Baca berita tanpa iklan. Gabung Kompas.com+

Menulis Ekspresif, Cara Ampuh Keluar dari Depresi dan Cegah Bunuh Diri

Kompas.com - 13/10/2019, 17:00 WIB
Ahmad Naufal Dzulfaroh,
Resa Eka Ayu Sartika

Tim Redaksi

SOLO, KOMPAS.com - 10 Oktober selalu diperingati sebagai World Mental Health Day atau Hari Kesehatan Mental Sedunia. Tahun ini, Organisasi Kesehatan Dunia (WHO) menetapkan tema Focus on Suicide Prevention atau fokus pada pencegahan bunuh diri.

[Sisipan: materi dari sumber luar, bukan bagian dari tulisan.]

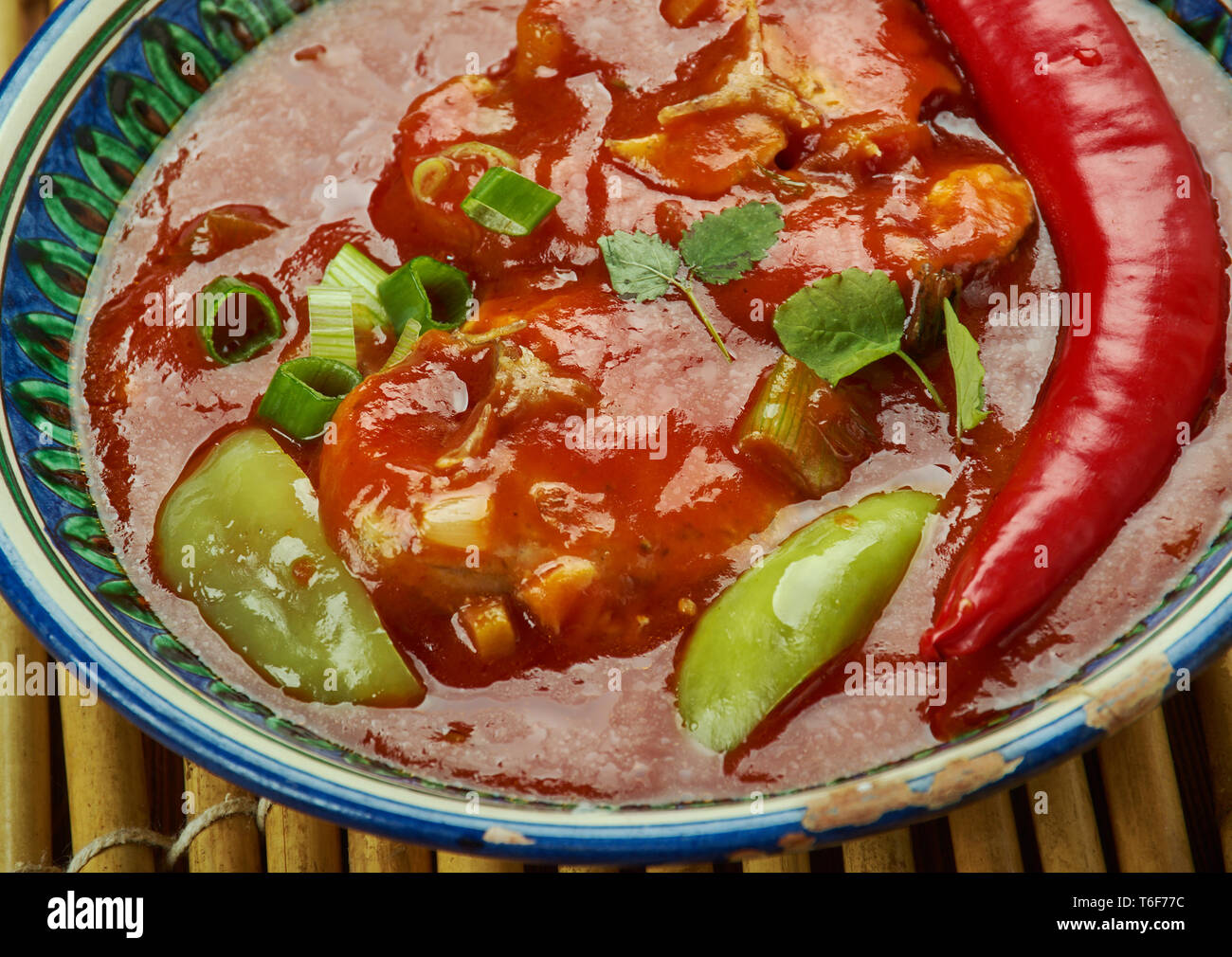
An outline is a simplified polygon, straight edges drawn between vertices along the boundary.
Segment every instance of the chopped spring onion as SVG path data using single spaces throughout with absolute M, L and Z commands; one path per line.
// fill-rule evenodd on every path
M 462 212 L 479 225 L 525 236 L 543 222 L 561 197 L 505 166 L 493 166 L 462 201 Z
M 325 277 L 320 285 L 355 287 L 376 296 L 377 286 L 387 278 L 389 278 L 388 272 L 346 243 L 325 267 Z
M 513 153 L 506 153 L 500 147 L 493 147 L 490 143 L 479 143 L 474 139 L 468 143 L 455 143 L 452 147 L 446 147 L 441 150 L 441 155 L 455 160 L 487 160 L 488 169 L 493 166 L 508 166 L 511 170 L 516 170 L 519 165 L 517 158 Z
M 292 438 L 315 438 L 361 378 L 334 358 L 293 358 L 278 366 L 256 414 Z
M 398 335 L 410 326 L 419 335 L 431 318 L 432 303 L 414 266 L 408 262 L 377 286 L 377 296 Z
M 350 289 L 310 286 L 308 324 L 312 355 L 359 368 L 355 360 L 355 305 Z
M 453 164 L 441 156 L 423 160 L 410 174 L 410 192 L 421 203 L 432 200 L 453 175 Z
M 355 325 L 371 331 L 378 326 L 388 329 L 391 325 L 384 307 L 377 298 L 377 287 L 387 278 L 388 272 L 347 243 L 325 267 L 320 285 L 351 289 L 355 293 L 351 297 Z
M 402 362 L 429 329 L 457 329 L 469 315 L 471 280 L 447 262 L 416 256 L 381 283 L 381 302 L 399 328 L 398 341 L 384 367 Z
M 255 310 L 249 309 L 250 302 L 256 303 Z M 234 276 L 219 276 L 197 296 L 197 335 L 212 360 L 230 366 L 276 341 L 282 335 L 282 318 L 259 288 Z
M 517 158 L 500 149 L 500 147 L 479 143 L 478 140 L 455 143 L 452 147 L 442 149 L 440 155 L 430 156 L 416 164 L 415 171 L 410 174 L 411 193 L 420 202 L 430 202 L 457 171 L 456 164 L 469 159 L 484 160 L 488 164 L 488 169 L 493 166 L 508 166 L 511 170 L 517 169 Z
M 740 422 L 737 446 L 811 498 L 844 485 L 867 457 L 859 413 L 803 362 L 780 356 Z
M 431 309 L 424 320 L 428 329 L 457 329 L 467 320 L 471 310 L 471 280 L 457 266 L 440 262 L 431 256 L 416 256 L 410 261 L 411 271 L 419 277 Z
M 407 356 L 411 353 L 415 349 L 415 342 L 419 341 L 419 326 L 407 323 L 405 329 L 402 330 L 402 335 L 398 336 L 398 341 L 393 344 L 393 352 L 389 353 L 389 358 L 381 367 L 384 372 L 388 368 L 393 368 L 399 362 L 402 362 Z

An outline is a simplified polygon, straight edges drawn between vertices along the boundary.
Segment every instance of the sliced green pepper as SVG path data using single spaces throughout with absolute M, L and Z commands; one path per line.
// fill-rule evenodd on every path
M 801 681 L 864 638 L 907 573 L 938 499 L 891 491 L 823 515 L 744 573 L 697 621 L 680 716 L 716 751 L 748 738 Z
M 288 695 L 379 706 L 423 697 L 330 548 L 308 477 L 267 432 L 224 438 L 168 495 L 156 543 L 176 592 Z

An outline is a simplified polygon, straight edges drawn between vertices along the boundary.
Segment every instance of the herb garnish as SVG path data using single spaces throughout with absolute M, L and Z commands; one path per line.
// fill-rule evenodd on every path
M 945 309 L 945 347 L 950 352 L 950 365 L 954 367 L 954 404 L 958 408 L 958 438 L 967 429 L 975 429 L 987 416 L 984 409 L 984 367 L 979 361 L 979 345 L 976 337 L 962 323 L 950 305 L 949 299 L 941 301 Z
M 738 280 L 770 251 L 782 227 L 782 209 L 776 203 L 744 203 L 703 216 L 685 230 L 679 251 L 641 232 L 602 236 L 599 249 L 617 296 L 650 302 L 675 286 L 731 362 L 732 353 L 694 294 L 694 280 L 711 286 Z M 681 261 L 684 278 L 678 277 Z
M 984 368 L 979 346 L 949 299 L 944 301 L 946 349 L 954 367 L 957 436 L 984 420 Z M 837 386 L 840 379 L 886 356 L 898 356 L 941 410 L 936 387 L 902 347 L 907 307 L 898 283 L 880 270 L 849 269 L 825 276 L 779 307 L 774 328 L 787 355 Z

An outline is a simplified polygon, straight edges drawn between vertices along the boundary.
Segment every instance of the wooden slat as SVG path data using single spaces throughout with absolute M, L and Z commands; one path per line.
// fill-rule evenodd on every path
M 710 861 L 690 861 L 687 863 L 652 863 L 646 868 L 648 874 L 708 874 L 715 865 Z
M 265 818 L 265 861 L 270 873 L 338 873 L 342 835 L 333 824 L 275 804 Z
M 192 794 L 196 814 L 229 797 L 248 797 L 192 761 L 184 762 L 184 789 Z M 202 873 L 259 873 L 261 834 L 251 815 L 225 818 L 206 828 L 188 846 L 188 870 Z
M 1009 873 L 1023 870 L 1018 825 L 1009 793 L 977 801 L 950 814 L 954 863 L 960 872 Z
M 0 601 L 0 665 L 39 668 L 42 645 Z M 0 697 L 0 871 L 52 863 L 52 738 L 47 696 Z
M 1202 713 L 1223 867 L 1232 871 L 1232 652 L 1198 679 L 1194 691 Z
M 912 833 L 907 828 L 859 838 L 843 845 L 843 870 L 849 873 L 908 873 L 915 870 Z
M 357 830 L 346 833 L 346 860 L 351 873 L 426 874 L 432 871 L 432 852 L 428 847 Z
M 811 870 L 807 854 L 771 854 L 744 861 L 740 866 L 747 874 L 807 874 Z
M 517 861 L 472 857 L 468 854 L 436 852 L 436 870 L 442 874 L 516 874 L 525 868 Z
M 1193 871 L 1163 711 L 1104 741 L 1099 767 L 1121 871 Z
M 64 772 L 68 780 L 73 852 L 121 828 L 149 828 L 149 791 L 142 735 L 101 701 L 83 706 L 60 697 Z M 85 871 L 153 871 L 149 847 L 111 847 Z
M 1047 814 L 1035 810 L 1041 792 L 1047 798 Z M 1026 796 L 1031 802 L 1031 824 L 1045 871 L 1096 873 L 1105 870 L 1082 757 L 1071 757 L 1030 778 Z

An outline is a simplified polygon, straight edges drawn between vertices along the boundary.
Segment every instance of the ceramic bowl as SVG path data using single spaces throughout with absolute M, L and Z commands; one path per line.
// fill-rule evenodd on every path
M 152 737 L 251 791 L 416 842 L 541 861 L 712 858 L 846 840 L 1005 787 L 1154 707 L 1181 669 L 1226 645 L 1232 523 L 1159 608 L 1064 686 L 991 727 L 790 794 L 669 807 L 468 801 L 219 680 L 160 627 L 110 549 L 76 454 L 68 346 L 117 204 L 201 95 L 176 70 L 182 54 L 213 83 L 312 5 L 73 0 L 0 89 L 0 589 L 59 659 L 97 663 L 105 697 Z M 1217 2 L 1161 6 L 1232 62 Z

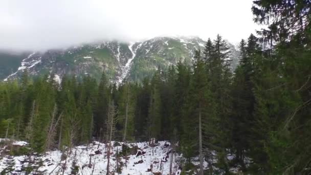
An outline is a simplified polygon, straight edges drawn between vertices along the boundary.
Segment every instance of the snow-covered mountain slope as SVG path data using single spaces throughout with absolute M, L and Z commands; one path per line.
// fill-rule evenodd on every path
M 158 67 L 165 69 L 182 60 L 192 62 L 196 49 L 203 49 L 205 41 L 199 37 L 156 37 L 142 42 L 103 42 L 35 52 L 23 58 L 19 67 L 8 68 L 2 73 L 5 80 L 21 76 L 25 70 L 30 75 L 53 73 L 60 78 L 65 74 L 78 78 L 90 75 L 99 79 L 103 70 L 111 81 L 125 79 L 140 81 L 151 76 Z M 232 57 L 238 53 L 229 45 Z M 0 54 L 0 60 L 2 58 Z M 8 67 L 10 65 L 8 65 Z M 9 72 L 7 70 L 11 70 Z

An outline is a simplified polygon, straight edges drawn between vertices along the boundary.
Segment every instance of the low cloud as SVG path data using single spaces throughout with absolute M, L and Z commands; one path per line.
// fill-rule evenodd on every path
M 0 49 L 45 50 L 93 41 L 255 32 L 252 1 L 3 0 Z

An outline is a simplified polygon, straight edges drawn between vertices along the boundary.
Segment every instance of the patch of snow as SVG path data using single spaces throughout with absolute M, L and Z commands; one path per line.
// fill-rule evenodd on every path
M 120 62 L 120 44 L 118 43 L 118 54 L 117 55 L 118 62 Z
M 55 75 L 54 75 L 54 77 L 53 78 L 53 79 L 58 83 L 58 84 L 60 84 L 60 83 L 61 83 L 61 79 L 57 74 L 55 74 Z
M 39 60 L 31 60 L 30 61 L 27 61 L 28 59 L 31 58 L 31 57 L 32 56 L 33 56 L 35 53 L 36 53 L 35 52 L 34 52 L 34 53 L 32 53 L 31 54 L 29 55 L 26 58 L 23 59 L 21 61 L 21 65 L 19 67 L 18 67 L 18 68 L 17 68 L 17 71 L 16 72 L 15 72 L 15 73 L 9 75 L 6 78 L 4 79 L 3 80 L 4 81 L 8 81 L 8 78 L 16 75 L 17 73 L 18 73 L 18 72 L 23 71 L 26 69 L 30 69 L 30 68 L 33 67 L 34 66 L 35 66 L 37 63 L 41 62 L 41 57 L 39 57 L 38 58 Z
M 138 49 L 139 49 L 141 47 L 142 43 L 140 43 L 138 46 L 137 46 L 136 49 L 135 50 L 134 50 L 133 46 L 135 44 L 135 42 L 130 42 L 129 45 L 128 46 L 128 49 L 132 53 L 132 57 L 127 60 L 127 62 L 126 62 L 126 63 L 125 64 L 125 65 L 121 67 L 121 75 L 120 75 L 120 76 L 119 78 L 119 80 L 118 80 L 119 83 L 122 83 L 122 82 L 123 81 L 124 78 L 125 78 L 125 77 L 126 77 L 126 76 L 127 76 L 127 74 L 128 74 L 128 72 L 130 69 L 130 67 L 132 64 L 132 61 L 133 59 L 134 59 L 134 58 L 135 58 L 135 56 L 136 56 L 136 51 L 137 51 L 137 50 Z
M 198 43 L 198 46 L 201 46 L 201 47 L 205 47 L 205 46 L 204 45 L 204 44 L 203 43 Z

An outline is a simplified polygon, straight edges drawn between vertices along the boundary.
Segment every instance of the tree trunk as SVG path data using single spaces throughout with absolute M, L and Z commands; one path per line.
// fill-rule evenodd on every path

Tema ini dipilih WHO mengingat data menunjukkan bahwa setiap 40 detik ada aja orang yang tewas akibat bunuh diri. Peringatan ini digaungkan di seluruh dunia, tak terkecuali di Indonesia.

Senada dengan semangat WHO tersebut, para milenial di Solo, tepatnya para mahasiswa Jurusan Psikologi Universitas Sebelas Maret (UNS) Surakarta menggelar sebuah acara bernama "Archetype 3.0" yang berlangsung pada 11-13 Oktober 2019.

Acara tahunan ini bertujuan untuk mengedukasi masyarakat tentang pentingnya kesehatan mental.

Salah satu rangkaian acaranya adalah workshop dengan tema Heal Note, Write Your Feeling yang digelar pada Sabtu (12/10/2019) di Taman Budaya Jawa Tengah.

Workshop tersebut mengajak peserta untuk keluar dari depresi atau keterpurukan melalui menulis ekspresif.

Depresi merupakan salah satu penyebab tingginya angka bunuh diri di dunia. Dengan tema ini, para milenial Solo tersebut berupaya membahas bagaimana agar seseorang dapat keluar dari zona depresi.

Baca juga: Hari Kesehatan Mental Sedunia, Mari Peduli Sesama Cegah Bunuh Diri

Untuk membincang masalah ini, pembicara yang dihadirkan adalah Bagas Ali Prasetyo, seorang penulis muda. Bagas, dalam acara itu, mengatakan bahwa dirinya memilika pengalaman pahit di masa lalu.

Ia sering mengalami korban bullying semasa SMP dan SMA akibat hobinya yang berbeda dengan teman laki-laki seusianya.

"Saya tuh lebih ke nulis atau mainan atau kadang ibu saya mau ke mana, saya tuh lebih ke 'bu pakai baju ini aja'. Itu kan berbeda pada cowok-cowok pada umumnya," kata Bagas.

"Itulah yang membuat orang 'ih ngapain sih temenan sama Bagas, dia tuh lebay, alay enggak punya masa depan'," sambungnya.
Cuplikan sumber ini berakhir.